This year, websitefiles were modified by making a FTP connection towards the hosting or server and adding malicious code within the webserver’s default documents (index.html, index.php, index.asp, default.html,…). As a hosting provider we were very annoyed with this situation because we couldn’t figure out the cause of these hacks at first.
Within normal circumstances we check the logfiles of the webserver (if present) and in 95% of the cases we are able to find the specific cause but now we weren’t able to find any information. We could only notice that every website that was hacked had iFrames which contained redirects towards websites ending with the .cn extension.

Until we stumbeled upon the website www.unmaskparasites.com… this website has detailed information about this specific issue and we gained more information on the cause of this new trend. Apparently a virus, present on your computer, makes use of a known vulnerability in adobe acrobat reader to retrieve the FTP credentials of your hosting or server and this virus uses these credentials to connect, without you knowing, and modify your default website files.

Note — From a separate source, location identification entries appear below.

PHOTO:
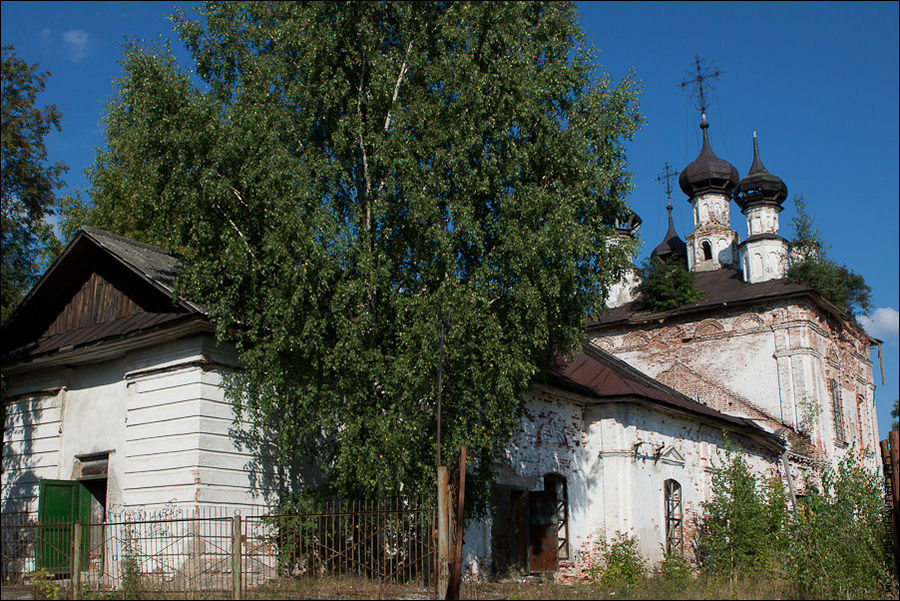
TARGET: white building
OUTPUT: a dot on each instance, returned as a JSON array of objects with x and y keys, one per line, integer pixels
[
  {"x": 116, "y": 402},
  {"x": 114, "y": 391}
]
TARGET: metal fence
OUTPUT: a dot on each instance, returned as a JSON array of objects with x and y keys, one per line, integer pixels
[{"x": 214, "y": 554}]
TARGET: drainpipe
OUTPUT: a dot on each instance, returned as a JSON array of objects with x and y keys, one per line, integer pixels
[{"x": 787, "y": 471}]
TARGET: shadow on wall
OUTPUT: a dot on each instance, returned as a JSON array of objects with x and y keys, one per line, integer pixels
[
  {"x": 20, "y": 480},
  {"x": 269, "y": 478}
]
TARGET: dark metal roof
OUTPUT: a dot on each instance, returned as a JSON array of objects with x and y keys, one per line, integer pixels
[
  {"x": 720, "y": 287},
  {"x": 598, "y": 374},
  {"x": 708, "y": 173},
  {"x": 763, "y": 236},
  {"x": 131, "y": 325},
  {"x": 153, "y": 263},
  {"x": 628, "y": 223},
  {"x": 671, "y": 244},
  {"x": 146, "y": 271},
  {"x": 760, "y": 186}
]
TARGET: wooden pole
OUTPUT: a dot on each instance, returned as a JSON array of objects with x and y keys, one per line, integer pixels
[
  {"x": 456, "y": 569},
  {"x": 894, "y": 443},
  {"x": 443, "y": 532},
  {"x": 236, "y": 557},
  {"x": 76, "y": 560}
]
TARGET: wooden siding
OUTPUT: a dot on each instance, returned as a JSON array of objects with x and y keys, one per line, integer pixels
[{"x": 97, "y": 301}]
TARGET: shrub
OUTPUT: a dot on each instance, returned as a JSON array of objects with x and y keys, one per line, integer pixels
[
  {"x": 837, "y": 536},
  {"x": 621, "y": 565},
  {"x": 673, "y": 569},
  {"x": 742, "y": 529}
]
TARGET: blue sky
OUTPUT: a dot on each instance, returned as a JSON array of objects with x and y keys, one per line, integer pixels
[{"x": 818, "y": 82}]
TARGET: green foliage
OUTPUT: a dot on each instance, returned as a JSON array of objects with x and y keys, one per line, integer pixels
[
  {"x": 348, "y": 174},
  {"x": 811, "y": 267},
  {"x": 743, "y": 527},
  {"x": 832, "y": 546},
  {"x": 28, "y": 181},
  {"x": 43, "y": 586},
  {"x": 674, "y": 569},
  {"x": 621, "y": 565},
  {"x": 132, "y": 577},
  {"x": 666, "y": 284}
]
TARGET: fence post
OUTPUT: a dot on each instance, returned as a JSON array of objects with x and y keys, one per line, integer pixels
[
  {"x": 76, "y": 560},
  {"x": 236, "y": 556}
]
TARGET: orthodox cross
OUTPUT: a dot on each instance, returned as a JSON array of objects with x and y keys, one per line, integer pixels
[
  {"x": 701, "y": 74},
  {"x": 665, "y": 177}
]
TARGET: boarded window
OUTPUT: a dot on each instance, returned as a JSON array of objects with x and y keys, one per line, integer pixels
[
  {"x": 837, "y": 412},
  {"x": 557, "y": 483},
  {"x": 674, "y": 518}
]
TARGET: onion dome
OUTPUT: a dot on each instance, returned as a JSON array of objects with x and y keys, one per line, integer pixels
[
  {"x": 759, "y": 186},
  {"x": 628, "y": 223},
  {"x": 671, "y": 244},
  {"x": 708, "y": 173}
]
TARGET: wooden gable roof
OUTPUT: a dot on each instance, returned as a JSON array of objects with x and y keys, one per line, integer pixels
[{"x": 102, "y": 286}]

The injection of iFrames was just one way to hack websites because a few weeks ago another method gained popularity: Meta Redirects. The same virus that abuses the adobe acrobat reader vulnerability gains access to the hosting or server and uploads a PHP script. This script is then used to abuse security flaws of the system-software (PHP, Apache, Linux,…) so that visitors of a website are ridirected towards webistes such as goscanpark.com, goscansome.com, and many others that look like correct antivirus websites.

If you notice one of these kinds of abuse on your website(s) you should follow the next steps to prevent this issue from escalating:

• Scan your computer with anti-virus and anti-spyware tools.
• Once these scans have cleaned your computer you should modify the FTP-password(s) of your website(s).
• Remove the malicious code (iFrames) and malicious scrpts. You can erase the current files and replace them with a recent clean backup.
• Contact your hostingprovider or server administrator so they can do a double-check of your hosting or server. This suggestion is very important because some cases are known where scripts are running under a “crontab” (or other) user and these can be identified by the hosting provider.

You can find more information about these kind of issues on the pages:

• http://blog.unmaskparasites.com/2009/04/15/malicious-income-iframes-from-cn-domains/
• http://blog.unmaskparasites.com/2009/07/23/goscanpark-13-facts-about-malicious-server-wide-meta-redirects/

I hope this information was helpfull.